How to Efficiently Import and Export Millions of Records with EasyExcel and POI
This article explains how to handle massive Excel import and export tasks in Java by comparing POI's HSSFWorkbook, XSSFWorkbook, and SXSSFWorkbook, selecting the right implementation, and using Alibaba's EasyExcel together with batch queries and JDBC batch inserts to process three million rows efficiently without memory overflow.
Prospects
In project development data import from Excel to DB and export from DB to Excel are common. The author faced large‑scale data import/export and decided to solve it.
Traditional POI version comparison
POI provides three Workbook implementations:
HSSFWorkbook – works with .xls (Excel 2003 and earlier), limited to 65,535 rows, but does not cause memory overflow for small data.
XSSFWorkbook – works with .xlsx (Excel 2007+), supports up to 1,048,576 rows, but stores the whole workbook in memory, leading to possible OutOfMemoryError.
SXSSFWorkbook – introduced in POI 3.8, writes data to temporary files, supports large files with low memory consumption, but cannot access persisted rows, does not support sheet.clone(), formula evaluation, or header modification.
Choosing the appropriate Workbook
Guidelines:
If data is under 70,000 rows, HSSFWorkbook or XSSFWorkbook works.
If data exceeds 70,000 rows and no Excel styling or formulas are needed, use SXSSFWorkbook.
If styling or formulas are required for large data, use XSSFWorkbook with batch processing.
Million‑row import/export (the real challenge)
The author needed to export and import 3 million rows without running out of memory.
Problems
Traditional POI would cause memory overflow and low efficiency.
Full‑table SELECT is too slow.
Writing all rows into a single sheet is inefficient.
Row‑by‑row I/O is unacceptable.
Inserting rows one by one into DB is too slow.
MyBatis batch insert is essentially a loop and also slow.
Solution
Use Alibaba’s EasyExcel library together with batch query, sheet splitting, and JDBC batch insert with manual transaction control.
Export: query 200 k rows per batch, write to a sheet until 1 million rows are reached, then create a new sheet; repeat until all data are written.

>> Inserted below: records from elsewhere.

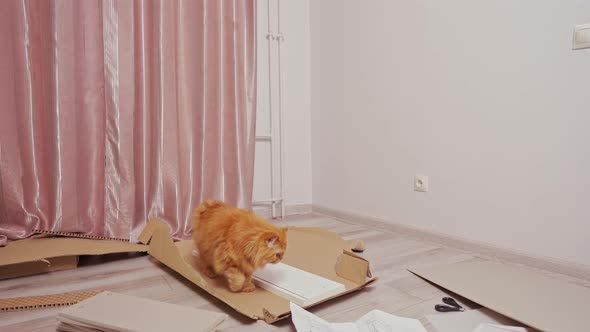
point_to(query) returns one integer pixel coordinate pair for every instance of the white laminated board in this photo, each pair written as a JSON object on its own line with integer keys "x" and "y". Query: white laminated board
{"x": 533, "y": 299}
{"x": 298, "y": 286}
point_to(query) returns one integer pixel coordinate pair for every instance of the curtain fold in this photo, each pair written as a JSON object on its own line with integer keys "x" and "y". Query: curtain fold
{"x": 116, "y": 111}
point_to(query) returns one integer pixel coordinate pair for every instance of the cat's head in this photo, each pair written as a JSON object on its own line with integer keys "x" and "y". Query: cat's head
{"x": 272, "y": 246}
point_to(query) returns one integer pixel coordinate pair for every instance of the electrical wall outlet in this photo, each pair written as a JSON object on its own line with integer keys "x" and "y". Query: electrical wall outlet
{"x": 421, "y": 183}
{"x": 582, "y": 36}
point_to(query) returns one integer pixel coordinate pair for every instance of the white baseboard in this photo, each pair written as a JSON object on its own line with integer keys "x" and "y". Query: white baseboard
{"x": 290, "y": 210}
{"x": 487, "y": 250}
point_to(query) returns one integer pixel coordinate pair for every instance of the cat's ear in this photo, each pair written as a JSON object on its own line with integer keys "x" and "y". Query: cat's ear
{"x": 271, "y": 239}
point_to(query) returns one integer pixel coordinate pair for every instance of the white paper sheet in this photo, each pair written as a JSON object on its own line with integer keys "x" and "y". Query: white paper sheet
{"x": 296, "y": 285}
{"x": 374, "y": 321}
{"x": 480, "y": 320}
{"x": 499, "y": 328}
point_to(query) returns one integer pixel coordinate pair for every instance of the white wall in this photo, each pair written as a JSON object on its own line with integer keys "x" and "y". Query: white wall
{"x": 295, "y": 63}
{"x": 485, "y": 97}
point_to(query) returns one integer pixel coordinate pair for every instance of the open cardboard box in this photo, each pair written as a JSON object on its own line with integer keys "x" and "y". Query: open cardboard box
{"x": 314, "y": 250}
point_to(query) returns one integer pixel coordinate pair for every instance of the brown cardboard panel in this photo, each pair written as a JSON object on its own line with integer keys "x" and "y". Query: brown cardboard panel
{"x": 41, "y": 266}
{"x": 40, "y": 255}
{"x": 110, "y": 311}
{"x": 44, "y": 301}
{"x": 29, "y": 250}
{"x": 312, "y": 249}
{"x": 535, "y": 300}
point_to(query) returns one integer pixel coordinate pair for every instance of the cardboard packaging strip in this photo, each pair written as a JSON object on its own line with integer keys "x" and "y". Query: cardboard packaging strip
{"x": 540, "y": 302}
{"x": 315, "y": 250}
{"x": 45, "y": 301}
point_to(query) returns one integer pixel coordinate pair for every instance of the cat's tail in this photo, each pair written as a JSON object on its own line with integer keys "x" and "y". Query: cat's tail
{"x": 207, "y": 206}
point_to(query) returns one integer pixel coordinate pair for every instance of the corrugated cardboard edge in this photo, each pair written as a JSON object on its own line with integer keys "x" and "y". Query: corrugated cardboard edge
{"x": 45, "y": 265}
{"x": 48, "y": 254}
{"x": 77, "y": 235}
{"x": 161, "y": 246}
{"x": 44, "y": 301}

Import: read Excel in batches (e.g., 200 k rows), store rows in a collection, and insert the collection into DB using JDBC batch and a transaction.
Key code snippets
public void dataExport300w(HttpServletResponse response) { ... } // EasyExcel read listener
public class EasyExceGeneralDatalListener extends AnalysisEventListener<Map<Integer,String>> { ... } // JDBC batch insert example
String sql = "insert into ACT_RESULT_LOG (...) values (?,?,?,?,?,?,?,?,?)";
PreparedStatement ps = conn.prepareStatement(sql);
for (Map<Integer,String> item : dataList) {
ps.setString(1, item.get(0));
// set other parameters …
ps.addBatch();
}
ps.executeBatch();
conn.commit();Performance results
Exporting 3 million rows took about 2 minutes 15 seconds (≈135 s) with EasyExcel. Importing the same amount took roughly 8 seconds for the JDBC batch part and about 83 seconds for reading, totaling ~91 seconds.
Conclusion
EasyExcel simplifies large‑scale Excel import/export, avoids memory overflow, and combined with JDBC batch operations provides acceptable performance for millions of records.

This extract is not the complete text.